No es alguien importante del pasado, sino una madre y una hermana mayor en la fe que sigue acompañando nuestro peregrinar, como Iglesia a todos los que vivimos en este agitado siglo XXI.

¡Qué suerte tenemos los cristianos! Para nosotros no hay muertos: sólo vivos aquí, peregrinando, y vivos que ya han llegado al seno del Padre. Es el gran misterio de la comunión de lo santos

Hoy en día, es inquietud del cristiano, volver a la búsqueda de las fuentes genuinas de la Escritura y de la Tradición para conocer a María un poco más. Estamos cansados de escuchar cosas que, aunque no sean falsas, tampoco respetan ni profundizan en lo que se refiere a la trascendencia de la persona de María y su verdadero misterio.

En este artículo, queremos acercarnos a lo que el evangelio de san Mateo dice de ella. Por cierto, este evangelio fue escrito para la comunidad judeo-cristiana y en lo referente a los relatos de la infancia de Jesús, tuvo noticias de primera mano de la familia de san José.

En este evangelio de san Mateo, se vuelve a repetir lo que ya subrayábamos: la persona de María pierde significado sin la de Jesús; al igual que cada uno de nosotros no somos tampoco nada sin su Hijo.

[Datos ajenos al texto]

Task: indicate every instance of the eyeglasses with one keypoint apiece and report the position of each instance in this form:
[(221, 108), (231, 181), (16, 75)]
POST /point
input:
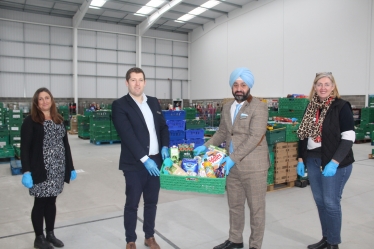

Me detengo ahora en el núcleo de los episodios que narran los primeros momentos de la vida de Jesús y en los que Dios quiso dar a María tanto y tan bello protagonismo.

Comenzamos por la genealogía de Jesús, su origen, la manera como vino a este mundo (Mt 1, 1-16). En su genealogía, san Mateo nos enumera (como era la usanza de la época). los principales antepasados de Jesús, casi exclusivamente hombres, sin embargo, por alguna extraña razón, incluye a algunas mujeres. ¡Y qué mujeres «tan particulares»! Una viuda: Tamar; una prostituta: Rajab; otra viuda y extranjera: Rut, y una adúltera: Betsabé (sobre sus historias hablaremos en artículos subsecuentes). Y al final, rompiendo toda lógica, san Mateo no afirma que Jesús sea hijo de José, sino de María.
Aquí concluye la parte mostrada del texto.